OpenOversight icon indicating copy to clipboard operation
OpenOversight copied to clipboard

Data import: Buzzfeed NYPD disciplinary data

Open redshiftzero opened this issue 6 years ago • 6 comments

We should crosslink these records from OpenOversight from NYPD: https://www.buzzfeed.com/kendalltaggart/nypd-police-misconduct-database

This means, for every entry in their database, we should make an incident and link to the NYPD officers involved. Since we don't have the roster, we can create the officers as we go. I uploaded one incident as a demonstration: https://openoversight.com/incidents/2.

These are the kinds of datasets we could write an import script like in #392 for. Note that developer time is limited, but a lot of people are interested in helping OpenOversight that are not developers, so we could e.g. organize events where people input this kind of data into the database manually (by temporarily making their accounts area coordinators).

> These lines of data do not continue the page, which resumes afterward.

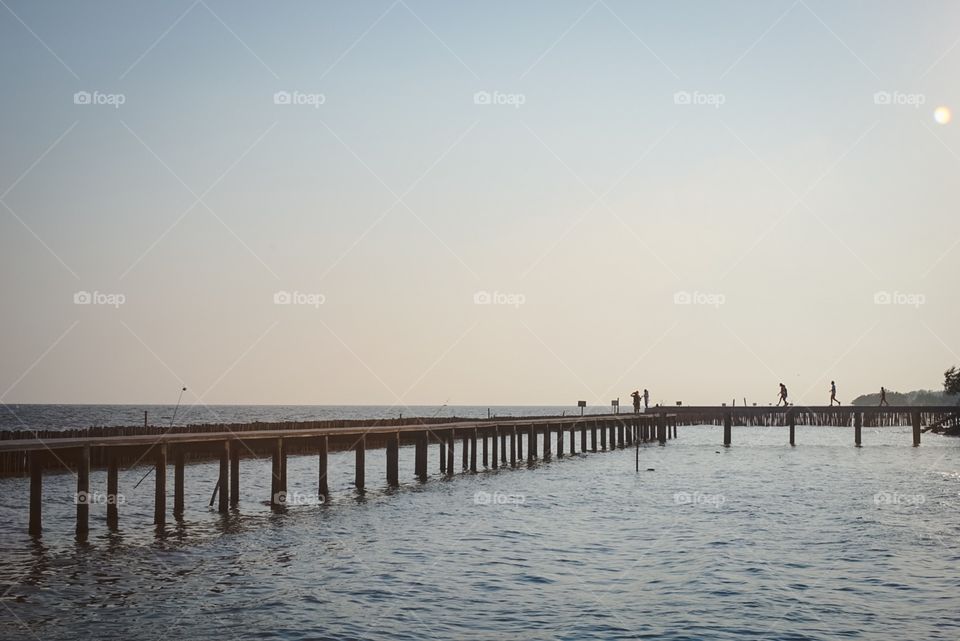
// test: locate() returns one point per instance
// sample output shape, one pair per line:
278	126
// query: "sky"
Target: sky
422	202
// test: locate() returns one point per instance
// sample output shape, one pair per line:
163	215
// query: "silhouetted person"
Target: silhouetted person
833	394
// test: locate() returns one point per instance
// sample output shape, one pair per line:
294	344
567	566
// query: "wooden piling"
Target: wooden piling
178	465
278	488
473	450
443	453
360	466
83	492
223	505
451	436
393	459
36	493
235	474
420	458
323	483
113	483
160	486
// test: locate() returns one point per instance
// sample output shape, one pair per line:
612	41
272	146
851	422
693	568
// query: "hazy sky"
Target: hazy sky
626	158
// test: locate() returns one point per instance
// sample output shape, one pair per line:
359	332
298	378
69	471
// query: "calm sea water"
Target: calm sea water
758	541
56	417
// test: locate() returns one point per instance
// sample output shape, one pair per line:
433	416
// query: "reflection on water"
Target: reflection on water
759	541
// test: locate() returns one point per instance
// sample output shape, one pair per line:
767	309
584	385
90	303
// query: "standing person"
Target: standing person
783	395
833	394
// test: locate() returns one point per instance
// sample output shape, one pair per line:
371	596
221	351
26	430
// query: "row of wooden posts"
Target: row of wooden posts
791	421
505	447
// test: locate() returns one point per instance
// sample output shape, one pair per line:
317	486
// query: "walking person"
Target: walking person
833	394
783	395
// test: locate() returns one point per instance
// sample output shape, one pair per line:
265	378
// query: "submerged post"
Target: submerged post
235	474
421	456
278	481
83	492
178	460
443	453
360	466
160	487
450	438
393	459
473	450
36	493
223	505
323	485
113	483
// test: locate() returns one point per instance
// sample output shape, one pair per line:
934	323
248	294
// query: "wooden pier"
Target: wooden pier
230	445
855	416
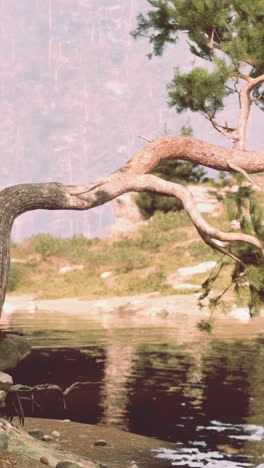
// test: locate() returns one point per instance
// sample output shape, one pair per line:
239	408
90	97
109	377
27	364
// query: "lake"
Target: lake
163	379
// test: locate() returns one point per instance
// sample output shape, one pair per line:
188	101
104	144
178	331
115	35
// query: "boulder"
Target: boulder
21	443
13	349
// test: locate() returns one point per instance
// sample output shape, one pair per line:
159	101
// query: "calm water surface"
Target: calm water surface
164	380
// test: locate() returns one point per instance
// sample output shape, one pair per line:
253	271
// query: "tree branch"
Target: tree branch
133	176
245	103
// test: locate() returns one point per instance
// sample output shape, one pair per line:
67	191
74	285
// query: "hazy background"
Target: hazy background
75	92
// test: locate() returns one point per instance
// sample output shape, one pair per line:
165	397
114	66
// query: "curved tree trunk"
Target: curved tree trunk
133	176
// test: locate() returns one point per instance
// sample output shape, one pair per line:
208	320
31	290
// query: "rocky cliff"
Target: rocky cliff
76	91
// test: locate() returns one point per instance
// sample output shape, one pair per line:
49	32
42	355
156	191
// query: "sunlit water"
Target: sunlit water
164	380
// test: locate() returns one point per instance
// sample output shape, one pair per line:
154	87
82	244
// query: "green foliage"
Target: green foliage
247	276
199	90
173	171
232	30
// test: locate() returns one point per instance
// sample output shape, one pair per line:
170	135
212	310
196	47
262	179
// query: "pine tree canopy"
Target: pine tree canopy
229	34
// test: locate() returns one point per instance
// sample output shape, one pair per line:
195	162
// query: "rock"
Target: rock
70	268
2	398
13	349
22	443
201	268
67	464
3	440
128	216
36	433
6	382
105	274
47	438
235	225
44	460
100	443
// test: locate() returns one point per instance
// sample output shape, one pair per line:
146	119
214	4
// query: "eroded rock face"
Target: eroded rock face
13	349
127	214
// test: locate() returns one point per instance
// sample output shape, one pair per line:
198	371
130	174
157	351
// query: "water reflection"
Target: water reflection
165	380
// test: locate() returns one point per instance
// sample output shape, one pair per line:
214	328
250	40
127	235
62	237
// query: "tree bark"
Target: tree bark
133	176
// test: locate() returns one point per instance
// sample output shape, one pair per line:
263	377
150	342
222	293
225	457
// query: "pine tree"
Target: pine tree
228	35
174	171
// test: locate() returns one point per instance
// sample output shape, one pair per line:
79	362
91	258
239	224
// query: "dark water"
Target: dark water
168	381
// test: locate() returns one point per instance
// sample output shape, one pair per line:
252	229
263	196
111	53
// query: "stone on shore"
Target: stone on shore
21	443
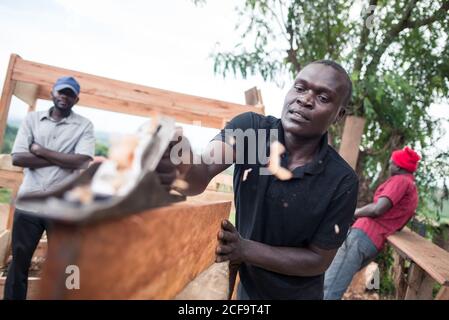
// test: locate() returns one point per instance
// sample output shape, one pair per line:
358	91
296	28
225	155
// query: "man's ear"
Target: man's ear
341	113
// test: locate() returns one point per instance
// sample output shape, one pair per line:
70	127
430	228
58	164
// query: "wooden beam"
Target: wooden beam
33	287
211	284
160	251
94	90
7	92
350	141
431	258
141	109
12	208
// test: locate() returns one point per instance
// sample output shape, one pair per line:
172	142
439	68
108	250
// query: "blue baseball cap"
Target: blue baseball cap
67	82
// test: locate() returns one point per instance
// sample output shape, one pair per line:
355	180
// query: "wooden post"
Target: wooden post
350	141
443	294
32	107
253	97
5	100
398	276
161	251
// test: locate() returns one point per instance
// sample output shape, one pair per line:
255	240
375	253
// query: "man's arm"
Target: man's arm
374	209
60	159
29	160
199	172
310	261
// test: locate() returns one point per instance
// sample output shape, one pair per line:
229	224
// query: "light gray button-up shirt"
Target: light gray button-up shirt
74	134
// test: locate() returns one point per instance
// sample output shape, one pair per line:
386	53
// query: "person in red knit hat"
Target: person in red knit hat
395	202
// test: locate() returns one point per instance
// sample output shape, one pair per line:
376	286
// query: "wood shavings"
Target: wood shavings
274	166
82	194
245	174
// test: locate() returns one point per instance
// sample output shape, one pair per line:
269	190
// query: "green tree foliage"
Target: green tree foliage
101	149
396	51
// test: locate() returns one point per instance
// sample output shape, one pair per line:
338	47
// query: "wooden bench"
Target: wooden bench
429	264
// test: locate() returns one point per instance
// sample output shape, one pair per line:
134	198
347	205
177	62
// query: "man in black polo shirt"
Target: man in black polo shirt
287	231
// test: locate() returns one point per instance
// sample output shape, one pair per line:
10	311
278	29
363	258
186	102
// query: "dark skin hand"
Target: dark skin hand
314	102
305	262
40	157
60	159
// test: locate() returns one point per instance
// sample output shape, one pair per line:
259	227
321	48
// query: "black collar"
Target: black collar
318	163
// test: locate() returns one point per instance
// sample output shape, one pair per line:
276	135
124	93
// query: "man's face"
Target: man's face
64	99
314	102
394	169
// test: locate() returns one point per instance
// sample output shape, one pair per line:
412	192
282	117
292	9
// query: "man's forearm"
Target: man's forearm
64	160
285	260
29	160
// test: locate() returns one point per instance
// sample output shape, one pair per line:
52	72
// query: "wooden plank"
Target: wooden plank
12	208
94	89
5	241
142	109
10	179
33	287
420	285
41	250
160	251
6	163
350	141
7	92
431	258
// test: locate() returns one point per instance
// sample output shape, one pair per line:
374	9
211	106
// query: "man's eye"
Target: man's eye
299	89
323	99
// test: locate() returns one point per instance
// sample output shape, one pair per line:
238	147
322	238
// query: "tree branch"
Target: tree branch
403	24
438	15
392	34
363	41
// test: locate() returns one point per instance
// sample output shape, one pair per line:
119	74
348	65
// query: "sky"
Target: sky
161	44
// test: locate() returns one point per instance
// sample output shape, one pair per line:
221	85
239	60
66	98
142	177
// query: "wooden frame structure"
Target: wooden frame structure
30	81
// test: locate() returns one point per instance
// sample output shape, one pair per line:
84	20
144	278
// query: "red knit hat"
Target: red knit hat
406	159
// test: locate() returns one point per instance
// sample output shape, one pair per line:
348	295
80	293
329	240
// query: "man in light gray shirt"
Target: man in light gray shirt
52	146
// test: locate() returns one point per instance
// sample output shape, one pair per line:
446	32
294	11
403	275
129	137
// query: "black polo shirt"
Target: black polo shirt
315	207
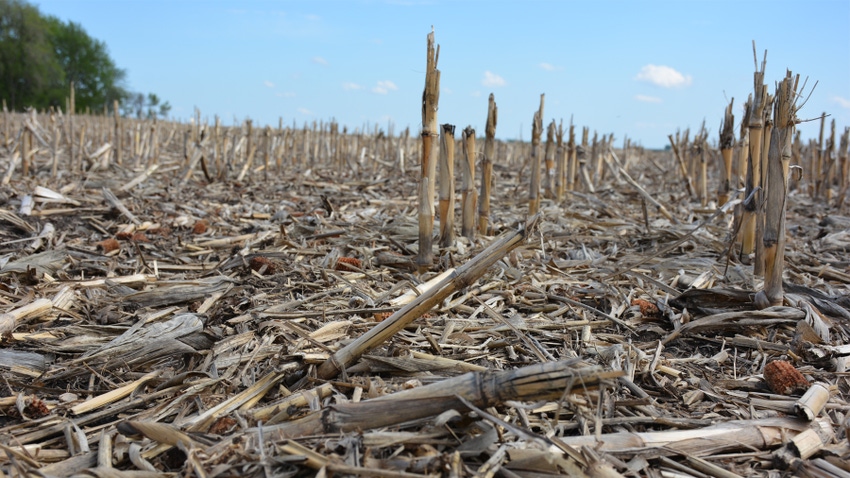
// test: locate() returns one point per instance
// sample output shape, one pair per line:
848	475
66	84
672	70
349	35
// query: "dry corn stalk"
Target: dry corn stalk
560	163
458	279
778	161
447	185
487	167
756	135
468	195
545	381
727	143
534	189
430	153
549	155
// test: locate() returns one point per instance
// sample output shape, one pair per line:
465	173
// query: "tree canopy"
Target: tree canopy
40	55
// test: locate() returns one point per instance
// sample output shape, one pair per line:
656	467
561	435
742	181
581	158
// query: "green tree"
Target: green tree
86	62
142	106
41	55
28	63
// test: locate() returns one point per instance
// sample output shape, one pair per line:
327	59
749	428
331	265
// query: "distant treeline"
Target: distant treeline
41	55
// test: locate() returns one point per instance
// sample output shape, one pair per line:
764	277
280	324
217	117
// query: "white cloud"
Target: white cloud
384	87
663	76
648	99
842	102
492	80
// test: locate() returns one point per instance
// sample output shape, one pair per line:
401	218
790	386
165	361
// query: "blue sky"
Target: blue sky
641	69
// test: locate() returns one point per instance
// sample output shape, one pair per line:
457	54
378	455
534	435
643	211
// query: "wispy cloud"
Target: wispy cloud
663	76
648	99
384	87
842	102
492	80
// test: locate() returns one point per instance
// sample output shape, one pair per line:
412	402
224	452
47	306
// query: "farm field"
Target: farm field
191	299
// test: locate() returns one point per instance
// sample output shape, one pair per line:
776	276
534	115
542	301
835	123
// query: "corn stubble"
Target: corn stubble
430	155
778	162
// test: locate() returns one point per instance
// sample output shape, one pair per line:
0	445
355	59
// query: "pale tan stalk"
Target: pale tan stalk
430	155
573	162
447	185
560	163
487	167
727	143
778	159
756	130
534	187
468	195
549	155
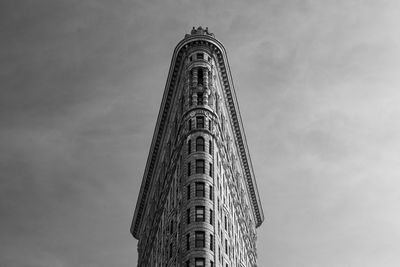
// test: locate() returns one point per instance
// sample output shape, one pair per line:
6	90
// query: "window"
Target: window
199	98
199	237
225	223
200	144
199	262
200	216
200	166
200	76
200	192
200	122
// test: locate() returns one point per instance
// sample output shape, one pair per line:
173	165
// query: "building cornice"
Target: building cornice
233	109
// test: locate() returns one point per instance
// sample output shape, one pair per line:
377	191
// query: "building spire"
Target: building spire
199	31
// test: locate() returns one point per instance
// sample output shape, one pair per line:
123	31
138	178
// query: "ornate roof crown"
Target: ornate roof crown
200	31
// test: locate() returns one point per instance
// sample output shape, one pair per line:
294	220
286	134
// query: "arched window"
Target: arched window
199	144
199	98
200	77
189	146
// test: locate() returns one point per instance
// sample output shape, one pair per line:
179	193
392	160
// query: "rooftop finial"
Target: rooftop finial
199	31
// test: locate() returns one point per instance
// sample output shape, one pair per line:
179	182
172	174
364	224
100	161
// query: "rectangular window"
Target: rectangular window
200	122
189	168
200	189
199	214
199	237
200	168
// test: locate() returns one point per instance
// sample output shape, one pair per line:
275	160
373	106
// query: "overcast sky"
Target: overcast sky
318	88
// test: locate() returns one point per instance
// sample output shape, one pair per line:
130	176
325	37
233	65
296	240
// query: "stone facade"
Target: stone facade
198	204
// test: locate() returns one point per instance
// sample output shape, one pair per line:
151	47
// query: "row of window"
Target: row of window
200	145
200	123
200	240
199	262
199	215
200	190
199	56
200	167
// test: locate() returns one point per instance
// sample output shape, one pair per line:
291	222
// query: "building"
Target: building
198	203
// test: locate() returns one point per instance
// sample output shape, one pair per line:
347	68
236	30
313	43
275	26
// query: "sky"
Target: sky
318	90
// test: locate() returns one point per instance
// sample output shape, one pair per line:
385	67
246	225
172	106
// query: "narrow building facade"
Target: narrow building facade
198	203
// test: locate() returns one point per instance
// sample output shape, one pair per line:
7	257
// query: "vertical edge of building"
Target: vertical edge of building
198	203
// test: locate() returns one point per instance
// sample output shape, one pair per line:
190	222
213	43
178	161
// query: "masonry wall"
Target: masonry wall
199	211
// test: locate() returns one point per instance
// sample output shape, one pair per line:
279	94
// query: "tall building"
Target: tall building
198	203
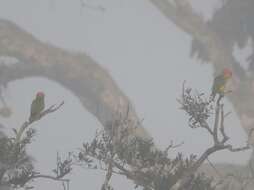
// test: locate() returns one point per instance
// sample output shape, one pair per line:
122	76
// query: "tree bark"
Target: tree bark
77	72
182	15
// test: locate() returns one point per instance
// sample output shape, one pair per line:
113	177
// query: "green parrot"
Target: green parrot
220	82
37	106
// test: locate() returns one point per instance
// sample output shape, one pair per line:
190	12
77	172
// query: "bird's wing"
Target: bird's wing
33	108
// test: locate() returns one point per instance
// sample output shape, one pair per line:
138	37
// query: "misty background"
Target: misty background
147	56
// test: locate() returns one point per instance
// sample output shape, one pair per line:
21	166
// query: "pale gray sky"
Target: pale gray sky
146	55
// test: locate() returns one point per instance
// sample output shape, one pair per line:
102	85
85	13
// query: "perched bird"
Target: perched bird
220	82
37	106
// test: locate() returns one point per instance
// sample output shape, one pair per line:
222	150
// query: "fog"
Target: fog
146	55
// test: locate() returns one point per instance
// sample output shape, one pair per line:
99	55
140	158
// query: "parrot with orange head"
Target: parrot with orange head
219	83
37	106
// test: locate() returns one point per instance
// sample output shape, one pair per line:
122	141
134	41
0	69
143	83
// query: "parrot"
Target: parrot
37	106
220	82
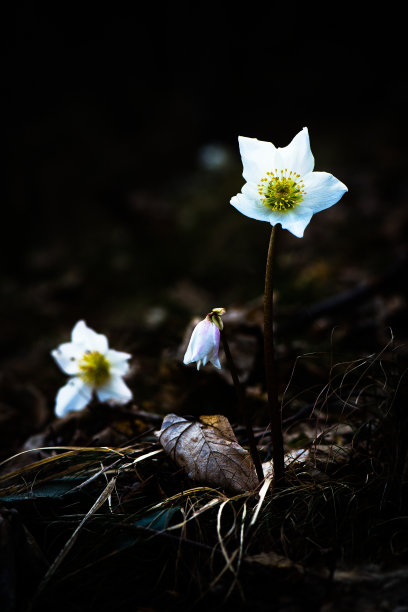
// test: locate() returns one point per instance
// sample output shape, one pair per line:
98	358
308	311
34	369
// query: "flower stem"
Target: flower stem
270	364
243	407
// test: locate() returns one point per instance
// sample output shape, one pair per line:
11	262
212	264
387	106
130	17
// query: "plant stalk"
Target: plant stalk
270	364
243	408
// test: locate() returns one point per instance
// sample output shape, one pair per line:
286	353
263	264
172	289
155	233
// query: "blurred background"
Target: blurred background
121	146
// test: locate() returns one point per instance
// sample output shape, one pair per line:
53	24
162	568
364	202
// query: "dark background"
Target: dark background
110	210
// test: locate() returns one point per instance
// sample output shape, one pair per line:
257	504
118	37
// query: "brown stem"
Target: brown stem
270	365
243	408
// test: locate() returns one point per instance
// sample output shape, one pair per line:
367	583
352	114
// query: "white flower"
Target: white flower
281	186
204	344
93	367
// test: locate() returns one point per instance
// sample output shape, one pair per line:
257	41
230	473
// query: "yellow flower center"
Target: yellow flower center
94	369
281	191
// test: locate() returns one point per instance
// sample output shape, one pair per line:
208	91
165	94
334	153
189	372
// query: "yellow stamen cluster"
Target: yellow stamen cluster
281	191
94	368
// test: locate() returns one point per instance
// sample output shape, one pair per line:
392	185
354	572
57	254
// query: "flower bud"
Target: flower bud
204	343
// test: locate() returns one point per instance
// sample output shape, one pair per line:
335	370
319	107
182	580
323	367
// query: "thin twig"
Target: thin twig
243	407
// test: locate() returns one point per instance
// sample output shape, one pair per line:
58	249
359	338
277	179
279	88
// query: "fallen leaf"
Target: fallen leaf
209	452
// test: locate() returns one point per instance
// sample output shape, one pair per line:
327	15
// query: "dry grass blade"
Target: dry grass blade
262	493
65	550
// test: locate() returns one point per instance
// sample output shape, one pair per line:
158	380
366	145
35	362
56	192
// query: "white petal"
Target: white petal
297	155
82	334
204	343
118	362
296	221
74	396
251	208
115	391
322	190
67	356
258	158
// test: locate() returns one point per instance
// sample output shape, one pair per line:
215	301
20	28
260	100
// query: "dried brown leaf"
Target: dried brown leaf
208	451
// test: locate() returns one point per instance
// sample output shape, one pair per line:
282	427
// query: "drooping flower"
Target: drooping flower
281	186
205	340
93	367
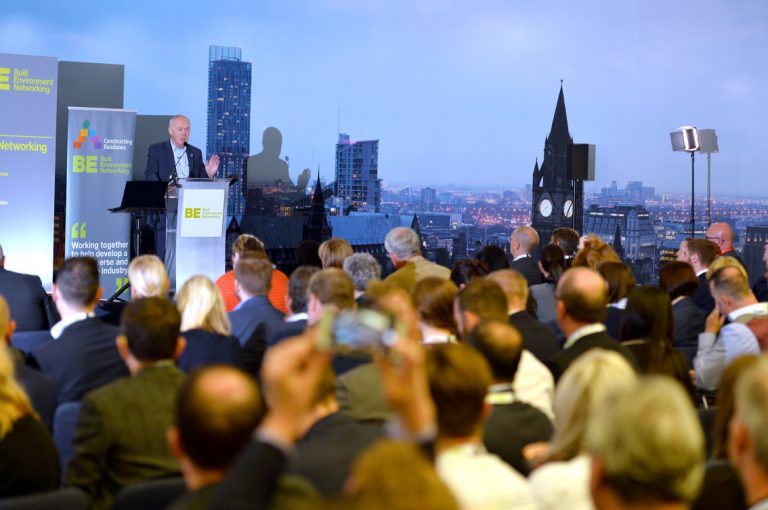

See also: https://github.com/joshtemple/nypd-cases

redshiftzero avatar Jul 15 '18 07:07 redshiftzero

This is an interesting project that I would like to work on. Looking into it, I have two questions, or points of discussion:

  • The badge number (or Tax number): The last two digits of every cop's badge number are redacted. So I am not sure if they should be added to the database in some way, as on the one hand we don't know the exact number, but on the other hand, the number is necessary to differentiate between cops with the same name. /EDIT: I just realized that this is connected to/depending on #462
  • How to incorporate data from the pdfs: The OCR-txt files provided by the file host documentcloud.org are not very good, and I doubt they can be used to extract data like incident date or (even harder) a description of the incident. The options that I see here are to either utilize better OCR software or leave this part to volunteers.

abandoned-prototype avatar Jul 26 '18 16:07 abandoned-prototype

great questions @abandoned-prototype !

The last two digits of every cop's badge number are redacted. So I am not sure if they should be added to the database in some way, as on the one hand we don't know the exact number, but on the other hand, the number is necessary to differentiate between cops with the same name.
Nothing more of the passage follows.